Writing DeepChemic Code

One challenge for new DeepChem developers can be figuring out how to write “DeepChemic” code; that is, code which matches DeepChem’s styles and conventions. I’m writing up this issue to attempt to document some of DeepChem’s underlying conventions:

  • Follow the Abstract Superclasses: DeepChem uses abstract superclasses to organize its codebase. These are classes like Featurizer, Transformer, Dataset, Model, etc. These abstract superclasses encapsulate common APIs that are followed across all featurizers/transformers/etc. When adding new functionality to DeepChem, first see if your functionality matches one of our existing abstract classes. If so, make a concrete subclass of the abstract superclass. For example, suppose you have a new fluid mechanics featurizer. You’d then want to make a FluidFeaturizer subclass of the abstract Featurizer. Note that sometimes we have a hierarchy of abstract superclasses. MolecularFeaturizer inherits from Featurizer and concrete classes like CircularFingerprint inherit from MolecularFeaturizer.
  • Use DeepChem Datastructures: DeepChem has a couple of core data structure classes (DiskDataset, NumpyDataset, ImageDataset) that tie the library together. Most DeepChem APIs operate on these core datastructures.
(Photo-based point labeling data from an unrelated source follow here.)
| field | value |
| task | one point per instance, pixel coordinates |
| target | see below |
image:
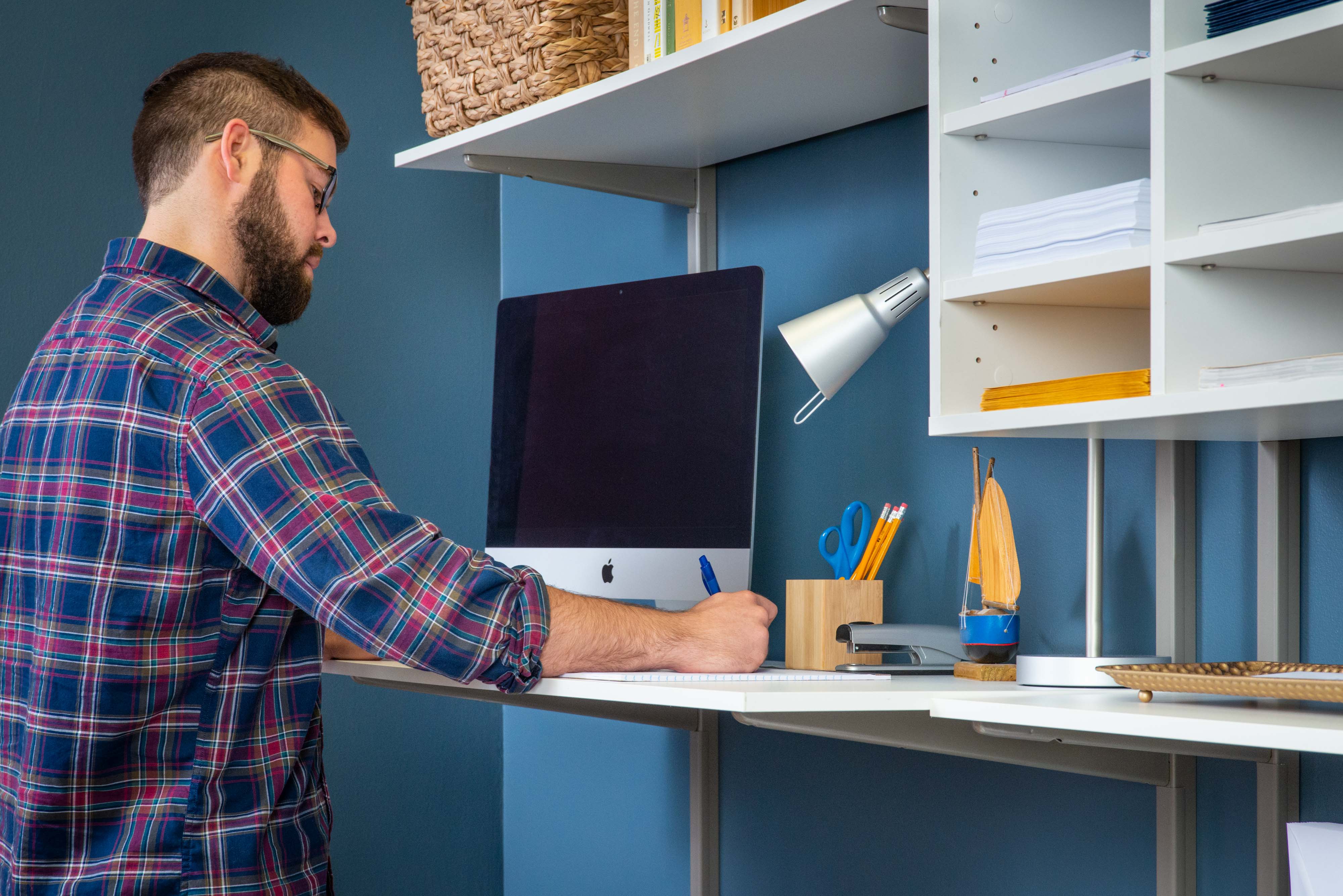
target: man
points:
(185, 518)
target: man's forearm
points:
(723, 634)
(593, 635)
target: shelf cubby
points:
(1259, 137)
(1109, 108)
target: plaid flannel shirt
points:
(181, 513)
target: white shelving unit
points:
(718, 100)
(1242, 125)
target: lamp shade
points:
(835, 341)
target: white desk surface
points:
(868, 695)
(1315, 728)
(1204, 718)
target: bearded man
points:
(185, 519)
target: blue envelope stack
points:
(1227, 16)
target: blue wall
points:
(400, 336)
(825, 219)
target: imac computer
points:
(624, 442)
Learn these datastructures carefullly and use them to good effect in your code
  • Avoid Adding New Conventions: Each new conventions you add to DeepChem creates additional cognitive burden for users. Ask if your new feature is really so unique that it can’t be massaged into an existing DeepChem abstraction. If necessary work to expand the DeepChem abstract superclasses to become more general rather than making a special on-off subclass. As a concrete example, suppose you are working with another library (such as HuggingFace) which follows conventions that don’t match DeepChem’s. In this case, we would work to expand DeepChem abstractions to encompass HF’s abstractions rather than one-off using HF abstractions/conventions to the codebase.
  • Unity of Design: The broad goal of DeepChem is to enable AI powered science (see Making DeepChem a Better Framework for AI-Driven Science). Ask how your feature fits into this broader goal? Ideally functionality you add should be broad and multipurpose, suitable for addressing multiple classes of problems.
  • Avoid Breaking APIs: To the degree possible avoid breaking an existing API. If you absolutely need to change an API, you must deprecate the changed feature and maintain backwards compatibility for at least a major release cycle.
  • Follow Good Engineering Practices: DeepChem code is intended to be production stable and usable by a broad range of users. For us to meet our goal, we follow Python engineering best practices including type annnotations, extensive unit tests, flake8, detailed docstrings and more. Imagine that a maintainer 5 years from now who has never met you has to understand your code. How can you help them?

If you have more thoughts on what constitutes DeepChemic code, please chime on this thread! I’ve written up some of my first thoughts but there are likely a lot of DeepChemic concepts I’m still missing given the size and breadth of the codebase.